Gabriel Byrne has a prominent supporting role, but he’s wasted through half the film. As the husband to Toni Collette’s character, Byrne plays the rational skeptic in contrast to all the supernatural insanity surrounding him. It’s a thankless role, but an important one and Byrne does an admirable job of it. Trouble is, the supernatural stuff doesn’t come until halfway through the movie and he’s basically useless until then.
No, this is absolutely Toni Collette’s show from start to finish. Until the demons finally come out to play, this movie is at its most effective when it comments on grieving and loss. That’s a lot of meaty stuff for an actor, and Collette makes a meal of it. She is on fire (sometimes literally) with this one, bringing a performance that’s compelling, horrifying, and deeply sympathetic all at once. And that’s nothing short of astonishing when you consider how many times the camera goes close-up on her face and how far down the rabbit hole this character has to go.
Hereditary is definitely one of those times in which stellar presentation saves a subpar story. The premise is threadbare, the characters are stock, and the hole-ridden plot is so dependent on arbitrary nonsense that I couldn’t care less about how any of this fugazi occultism is supposed to work. Granted, the material about loss and grief is powerful, but that’s pretty much entirely due to Toni Collette’s performance and it gets tossed right out the window after the halfway point.

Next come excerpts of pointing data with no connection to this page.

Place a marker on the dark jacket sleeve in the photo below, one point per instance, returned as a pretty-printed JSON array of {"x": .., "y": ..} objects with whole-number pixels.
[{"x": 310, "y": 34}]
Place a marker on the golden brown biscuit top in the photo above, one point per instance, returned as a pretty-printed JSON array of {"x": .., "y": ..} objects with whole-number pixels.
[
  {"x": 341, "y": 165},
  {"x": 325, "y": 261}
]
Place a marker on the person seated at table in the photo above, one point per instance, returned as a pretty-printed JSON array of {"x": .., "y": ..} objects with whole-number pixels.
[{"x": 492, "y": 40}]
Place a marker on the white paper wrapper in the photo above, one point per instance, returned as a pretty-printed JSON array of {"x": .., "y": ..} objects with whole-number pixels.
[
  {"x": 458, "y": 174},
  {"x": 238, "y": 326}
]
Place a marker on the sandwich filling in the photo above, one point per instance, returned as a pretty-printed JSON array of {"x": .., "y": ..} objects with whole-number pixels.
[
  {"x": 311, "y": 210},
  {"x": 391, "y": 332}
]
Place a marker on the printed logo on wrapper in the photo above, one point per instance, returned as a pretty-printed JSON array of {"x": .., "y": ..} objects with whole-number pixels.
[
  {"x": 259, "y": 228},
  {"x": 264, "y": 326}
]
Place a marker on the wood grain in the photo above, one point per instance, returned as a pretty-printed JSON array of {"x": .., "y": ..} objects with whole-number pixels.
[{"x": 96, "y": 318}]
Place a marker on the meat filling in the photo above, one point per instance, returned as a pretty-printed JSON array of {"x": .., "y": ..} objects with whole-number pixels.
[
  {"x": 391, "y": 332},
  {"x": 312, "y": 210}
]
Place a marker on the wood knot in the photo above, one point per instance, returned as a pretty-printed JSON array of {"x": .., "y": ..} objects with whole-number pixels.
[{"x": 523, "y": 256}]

On the other hand, none of that mattered because the filmmaking is just that damned good. The visuals, the sound design, the performances, the recurring motifs… all of that was so creative and deeply unsettling that I couldn’t take my eyes off the screen. I wanted to keep watching just so I could see what the filmmakers would throw at me next. There’s no doubt that this movie is well-performed and superbly crafted, but the movie’s best aspects are almost all superficial and even a cursory examination of the story is enough to show how hollow it is.
It’s a movie worth watching, but not enough to justify the hype. Definitely one for home video.